If your child or grandchild ends up not going to college, or not needing all the money, you can simply keep the money to continue funding your retirement. Note that to place money back into a Roth IRA, it will be subject to annual contribution limits ($5,500 if under age 50, and $6,500 if age 50 or older).
You can also use traditional IRAs to pay for college. Essentially, traditional IRAs reverse the tax advantage of a Roth. You get a tax deduction upfront for all money contributed to a traditional IRA — but all withdrawals will be taxed at the federal and state level.
As with a Roth IRA, if traditional IRA distributions before age 59 ½ are used for qualified educational expenses, they are not subject to the 10 percent penalty. However, they will be subject to tax. The IRS will get its money whenever you withdraw from a traditional IRA, regardless of what you withdraw it for.
Because of the tax implications, while it is possible to use a traditional IRA for educational expenses, it may not be the most prudent move.

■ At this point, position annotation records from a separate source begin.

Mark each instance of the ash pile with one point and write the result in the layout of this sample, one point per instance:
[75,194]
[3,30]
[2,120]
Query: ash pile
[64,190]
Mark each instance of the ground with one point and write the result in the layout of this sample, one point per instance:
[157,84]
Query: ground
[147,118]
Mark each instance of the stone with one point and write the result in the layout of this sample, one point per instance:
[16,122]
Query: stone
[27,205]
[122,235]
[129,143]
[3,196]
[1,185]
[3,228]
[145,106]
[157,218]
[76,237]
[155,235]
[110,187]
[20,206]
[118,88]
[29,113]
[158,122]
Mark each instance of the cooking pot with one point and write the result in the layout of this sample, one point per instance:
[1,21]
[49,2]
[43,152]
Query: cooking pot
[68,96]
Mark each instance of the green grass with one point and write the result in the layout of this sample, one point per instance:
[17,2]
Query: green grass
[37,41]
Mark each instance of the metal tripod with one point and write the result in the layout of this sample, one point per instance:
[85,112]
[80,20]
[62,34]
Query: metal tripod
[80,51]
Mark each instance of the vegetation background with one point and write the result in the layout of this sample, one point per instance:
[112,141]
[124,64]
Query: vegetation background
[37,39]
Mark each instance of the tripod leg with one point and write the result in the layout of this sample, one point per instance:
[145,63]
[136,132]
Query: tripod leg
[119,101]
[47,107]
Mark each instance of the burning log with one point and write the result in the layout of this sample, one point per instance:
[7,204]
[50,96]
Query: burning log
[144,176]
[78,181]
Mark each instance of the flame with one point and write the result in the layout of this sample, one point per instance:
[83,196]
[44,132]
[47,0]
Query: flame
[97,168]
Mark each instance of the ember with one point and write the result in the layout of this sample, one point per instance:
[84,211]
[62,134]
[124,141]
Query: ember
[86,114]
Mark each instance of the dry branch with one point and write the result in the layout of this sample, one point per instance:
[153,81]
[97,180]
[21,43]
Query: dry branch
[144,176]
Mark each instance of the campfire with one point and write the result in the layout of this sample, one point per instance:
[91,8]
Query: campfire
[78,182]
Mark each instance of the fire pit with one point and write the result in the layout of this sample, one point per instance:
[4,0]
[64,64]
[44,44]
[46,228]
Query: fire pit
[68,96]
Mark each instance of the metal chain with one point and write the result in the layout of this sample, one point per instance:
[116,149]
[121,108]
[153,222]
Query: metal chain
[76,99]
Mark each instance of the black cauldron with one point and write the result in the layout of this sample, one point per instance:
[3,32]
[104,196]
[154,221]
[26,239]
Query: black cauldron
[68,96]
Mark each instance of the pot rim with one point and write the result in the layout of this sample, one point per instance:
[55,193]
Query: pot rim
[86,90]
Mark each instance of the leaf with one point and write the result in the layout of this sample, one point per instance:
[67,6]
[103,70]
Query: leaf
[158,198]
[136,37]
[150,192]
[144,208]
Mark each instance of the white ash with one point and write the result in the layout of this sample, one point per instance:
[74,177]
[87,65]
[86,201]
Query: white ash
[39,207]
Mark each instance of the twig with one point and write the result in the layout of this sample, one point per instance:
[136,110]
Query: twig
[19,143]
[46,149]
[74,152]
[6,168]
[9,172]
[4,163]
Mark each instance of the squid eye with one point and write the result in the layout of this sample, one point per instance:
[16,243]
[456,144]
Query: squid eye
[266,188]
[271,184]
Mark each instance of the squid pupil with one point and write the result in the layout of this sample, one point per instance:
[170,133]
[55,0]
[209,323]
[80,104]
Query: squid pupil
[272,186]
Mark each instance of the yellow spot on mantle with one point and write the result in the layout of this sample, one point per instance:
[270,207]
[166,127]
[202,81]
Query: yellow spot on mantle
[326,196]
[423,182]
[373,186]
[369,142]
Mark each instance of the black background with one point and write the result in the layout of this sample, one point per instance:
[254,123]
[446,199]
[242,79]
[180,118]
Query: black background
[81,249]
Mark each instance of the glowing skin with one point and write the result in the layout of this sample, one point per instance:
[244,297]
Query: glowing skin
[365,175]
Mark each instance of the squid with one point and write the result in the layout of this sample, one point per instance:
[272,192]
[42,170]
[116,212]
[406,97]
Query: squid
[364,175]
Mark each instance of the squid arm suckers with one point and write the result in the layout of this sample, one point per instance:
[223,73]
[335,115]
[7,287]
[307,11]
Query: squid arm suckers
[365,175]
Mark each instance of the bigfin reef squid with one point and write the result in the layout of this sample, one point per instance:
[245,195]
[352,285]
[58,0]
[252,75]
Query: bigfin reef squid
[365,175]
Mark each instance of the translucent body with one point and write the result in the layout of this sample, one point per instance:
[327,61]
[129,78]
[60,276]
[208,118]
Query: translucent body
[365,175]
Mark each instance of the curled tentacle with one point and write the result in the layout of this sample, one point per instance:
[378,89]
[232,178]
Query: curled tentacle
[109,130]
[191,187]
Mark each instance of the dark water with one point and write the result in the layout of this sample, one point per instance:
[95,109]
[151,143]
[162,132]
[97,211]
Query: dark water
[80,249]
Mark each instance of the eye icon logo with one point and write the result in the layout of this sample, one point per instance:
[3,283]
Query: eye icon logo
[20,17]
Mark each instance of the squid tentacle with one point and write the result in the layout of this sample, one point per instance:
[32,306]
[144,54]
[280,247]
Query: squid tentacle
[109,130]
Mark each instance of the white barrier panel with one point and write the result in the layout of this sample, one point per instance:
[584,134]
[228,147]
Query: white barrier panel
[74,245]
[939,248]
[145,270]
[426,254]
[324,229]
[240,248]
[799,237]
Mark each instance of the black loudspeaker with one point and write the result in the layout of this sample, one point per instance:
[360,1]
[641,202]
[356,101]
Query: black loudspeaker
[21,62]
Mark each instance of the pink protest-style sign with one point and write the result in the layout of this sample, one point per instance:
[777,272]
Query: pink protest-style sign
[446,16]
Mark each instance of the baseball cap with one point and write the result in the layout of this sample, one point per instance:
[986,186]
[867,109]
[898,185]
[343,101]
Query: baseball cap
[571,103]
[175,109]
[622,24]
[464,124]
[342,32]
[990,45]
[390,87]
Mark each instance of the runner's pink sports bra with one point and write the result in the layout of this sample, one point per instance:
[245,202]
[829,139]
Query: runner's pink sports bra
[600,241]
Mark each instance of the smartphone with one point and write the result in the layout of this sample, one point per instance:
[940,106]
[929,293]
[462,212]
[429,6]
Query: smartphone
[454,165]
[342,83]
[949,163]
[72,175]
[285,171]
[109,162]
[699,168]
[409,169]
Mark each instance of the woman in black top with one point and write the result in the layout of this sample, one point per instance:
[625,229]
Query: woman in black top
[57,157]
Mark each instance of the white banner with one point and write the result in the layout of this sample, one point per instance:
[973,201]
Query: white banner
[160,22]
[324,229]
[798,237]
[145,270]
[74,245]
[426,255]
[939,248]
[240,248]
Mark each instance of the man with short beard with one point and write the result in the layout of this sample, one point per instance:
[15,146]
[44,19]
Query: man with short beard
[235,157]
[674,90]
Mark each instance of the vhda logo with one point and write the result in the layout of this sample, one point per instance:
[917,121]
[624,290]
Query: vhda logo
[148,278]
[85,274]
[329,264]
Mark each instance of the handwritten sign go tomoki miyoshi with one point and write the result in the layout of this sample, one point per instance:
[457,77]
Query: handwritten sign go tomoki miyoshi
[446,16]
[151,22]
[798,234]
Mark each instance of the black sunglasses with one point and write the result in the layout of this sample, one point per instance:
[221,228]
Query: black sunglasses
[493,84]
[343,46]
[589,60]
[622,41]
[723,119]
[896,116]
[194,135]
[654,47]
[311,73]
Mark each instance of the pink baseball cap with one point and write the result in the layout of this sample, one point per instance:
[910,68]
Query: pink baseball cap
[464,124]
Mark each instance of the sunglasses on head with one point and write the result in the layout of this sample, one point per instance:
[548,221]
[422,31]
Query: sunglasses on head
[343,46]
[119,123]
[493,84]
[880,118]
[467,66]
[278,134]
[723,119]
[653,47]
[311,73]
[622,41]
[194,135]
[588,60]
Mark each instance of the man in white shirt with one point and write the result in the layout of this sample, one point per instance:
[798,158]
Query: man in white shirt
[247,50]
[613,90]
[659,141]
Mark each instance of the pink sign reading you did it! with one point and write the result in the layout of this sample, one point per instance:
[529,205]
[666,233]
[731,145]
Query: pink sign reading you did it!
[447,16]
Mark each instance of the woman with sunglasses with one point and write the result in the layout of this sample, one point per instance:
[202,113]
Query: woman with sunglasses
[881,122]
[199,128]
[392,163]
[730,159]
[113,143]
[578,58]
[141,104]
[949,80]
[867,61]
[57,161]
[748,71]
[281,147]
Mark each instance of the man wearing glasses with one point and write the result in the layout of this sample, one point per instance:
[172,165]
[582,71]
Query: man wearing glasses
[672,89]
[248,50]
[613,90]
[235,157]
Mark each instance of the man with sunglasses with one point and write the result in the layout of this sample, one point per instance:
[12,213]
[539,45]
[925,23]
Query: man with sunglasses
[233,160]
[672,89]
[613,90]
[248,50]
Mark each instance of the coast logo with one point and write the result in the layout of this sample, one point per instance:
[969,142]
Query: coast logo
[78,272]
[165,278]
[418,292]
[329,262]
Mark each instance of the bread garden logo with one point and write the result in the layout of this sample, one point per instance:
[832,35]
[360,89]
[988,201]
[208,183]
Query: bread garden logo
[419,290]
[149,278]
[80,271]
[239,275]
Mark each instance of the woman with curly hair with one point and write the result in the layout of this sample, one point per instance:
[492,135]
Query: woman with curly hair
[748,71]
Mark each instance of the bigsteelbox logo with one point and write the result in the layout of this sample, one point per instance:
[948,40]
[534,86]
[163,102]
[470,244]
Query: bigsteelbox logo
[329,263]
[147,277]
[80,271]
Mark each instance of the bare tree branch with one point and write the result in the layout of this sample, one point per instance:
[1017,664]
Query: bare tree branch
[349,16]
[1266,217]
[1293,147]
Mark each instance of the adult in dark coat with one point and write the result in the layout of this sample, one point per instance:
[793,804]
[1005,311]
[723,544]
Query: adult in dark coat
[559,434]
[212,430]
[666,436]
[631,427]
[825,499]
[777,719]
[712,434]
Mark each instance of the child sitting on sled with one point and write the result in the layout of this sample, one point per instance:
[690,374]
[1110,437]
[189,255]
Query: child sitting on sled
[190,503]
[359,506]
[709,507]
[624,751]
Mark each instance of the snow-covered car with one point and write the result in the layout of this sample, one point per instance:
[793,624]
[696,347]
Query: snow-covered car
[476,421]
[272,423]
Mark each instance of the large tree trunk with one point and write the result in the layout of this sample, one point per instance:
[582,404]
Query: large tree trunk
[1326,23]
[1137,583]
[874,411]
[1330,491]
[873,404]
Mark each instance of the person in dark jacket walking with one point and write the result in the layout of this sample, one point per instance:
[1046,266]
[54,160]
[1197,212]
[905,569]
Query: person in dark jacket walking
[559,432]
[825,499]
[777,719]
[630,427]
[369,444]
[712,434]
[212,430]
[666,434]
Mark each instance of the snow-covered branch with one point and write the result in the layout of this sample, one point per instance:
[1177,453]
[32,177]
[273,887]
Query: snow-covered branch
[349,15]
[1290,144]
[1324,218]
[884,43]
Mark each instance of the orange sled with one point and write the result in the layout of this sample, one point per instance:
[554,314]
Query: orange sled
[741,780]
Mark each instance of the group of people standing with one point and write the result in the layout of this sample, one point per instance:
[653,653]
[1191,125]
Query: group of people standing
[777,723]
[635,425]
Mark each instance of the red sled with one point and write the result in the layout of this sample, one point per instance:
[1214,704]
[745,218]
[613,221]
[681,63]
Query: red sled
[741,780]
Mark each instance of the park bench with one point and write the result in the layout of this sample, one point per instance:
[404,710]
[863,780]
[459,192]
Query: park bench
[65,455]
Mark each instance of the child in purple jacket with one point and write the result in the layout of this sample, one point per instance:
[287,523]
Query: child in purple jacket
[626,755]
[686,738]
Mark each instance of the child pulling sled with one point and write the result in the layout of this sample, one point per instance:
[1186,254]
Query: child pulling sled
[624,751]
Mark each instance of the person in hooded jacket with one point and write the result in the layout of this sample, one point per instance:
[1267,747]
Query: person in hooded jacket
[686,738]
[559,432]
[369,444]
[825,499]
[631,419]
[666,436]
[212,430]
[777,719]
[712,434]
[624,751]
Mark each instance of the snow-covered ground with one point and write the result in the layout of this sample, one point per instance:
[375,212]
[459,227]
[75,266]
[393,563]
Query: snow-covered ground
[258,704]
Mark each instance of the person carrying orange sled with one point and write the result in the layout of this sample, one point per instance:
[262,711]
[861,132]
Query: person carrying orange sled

If you want to tap into IRAs for college expenses, a Roth IRA is the better bet financially.
Realistically, tapping your IRA to pay for your child's education should rarely be your first choice. It can be a smart move if you have a considerable amount saved and a lot of time left before retirement to pay it back. Otherwise, you'll be draining the account of funds you very much need. It may be wiser to use an educational savings account to save for your child's education instead. (See also: Why Saving Too Much Money for a College Fund Is a Bad Idea)
However, there are still benefits of using an IRA over an educational savings account if you know your retirement will still be secure. For example, by combining the funds into one account, you will have more flexibility in choosing whether to spend your savings on education — and how much — or to continue to hold it for your retirement.